Dr. Sukaina Hirji, University of Pennsylvania

Abstract: 

It is often thought that cultivating empathy helps us forgo resentment. Clinical psychologists tell us that when someone has hurt us, and we want to forgive them, we should try to understand, from their perspective, why they did what they did. When we hurt people we care about, we often offer explanations that are neither justifications nor excuses but instead attempts to make sense of ourselves -- and our failings -- to the person we hurt. But philosophers have puzzled over why empathetically taking up the point of view of someone who has wronged us should help us forgive them. Indeed, many philosophers have regarded this route to forgiveness with suspicion. At best, it seems suited to displacing resentment in favor of something like ironic detachment or pity. At worst it seems to manipulate the victim into caring more about the abuser than the wrong that has been done to them. 

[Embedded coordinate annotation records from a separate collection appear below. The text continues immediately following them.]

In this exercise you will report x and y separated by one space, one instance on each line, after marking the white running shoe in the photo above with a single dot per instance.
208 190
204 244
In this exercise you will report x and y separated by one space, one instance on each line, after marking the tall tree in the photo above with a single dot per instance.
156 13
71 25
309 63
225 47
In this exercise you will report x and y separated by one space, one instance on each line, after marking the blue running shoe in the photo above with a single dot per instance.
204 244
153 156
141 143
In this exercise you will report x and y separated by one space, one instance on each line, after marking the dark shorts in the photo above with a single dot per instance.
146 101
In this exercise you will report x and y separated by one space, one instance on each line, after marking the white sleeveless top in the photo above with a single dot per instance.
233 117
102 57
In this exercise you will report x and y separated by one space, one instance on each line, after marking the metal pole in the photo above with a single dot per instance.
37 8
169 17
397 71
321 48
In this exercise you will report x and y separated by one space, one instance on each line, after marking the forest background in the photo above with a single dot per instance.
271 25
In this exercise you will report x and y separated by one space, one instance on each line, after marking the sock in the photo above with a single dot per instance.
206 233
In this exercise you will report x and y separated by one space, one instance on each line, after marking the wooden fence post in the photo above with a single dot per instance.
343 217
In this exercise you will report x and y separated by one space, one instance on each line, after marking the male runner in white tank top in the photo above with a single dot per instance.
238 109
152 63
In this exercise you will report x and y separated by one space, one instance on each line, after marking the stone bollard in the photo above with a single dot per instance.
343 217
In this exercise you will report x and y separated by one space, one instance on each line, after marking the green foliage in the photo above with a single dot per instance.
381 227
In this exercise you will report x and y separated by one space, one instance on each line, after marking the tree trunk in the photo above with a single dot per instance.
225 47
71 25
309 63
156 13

  I argue that empathy can provide a route to forgiveness not by undermining one’s reasons to be angry nor by destabilizing the victim’s perspective on the harm done to them, but instead by shifting the victim’s evaluative outlook. I argue that within Strawson’s participant stance, the perspective from which we evaluate actions according to considerations of justice and fairness can come apart from the perspective according to which we evaluate actions with a view to managing our vulnerability in our relationships with others. This has important implications for when, and whether, we should cultivate empathy in the service of forgiveness.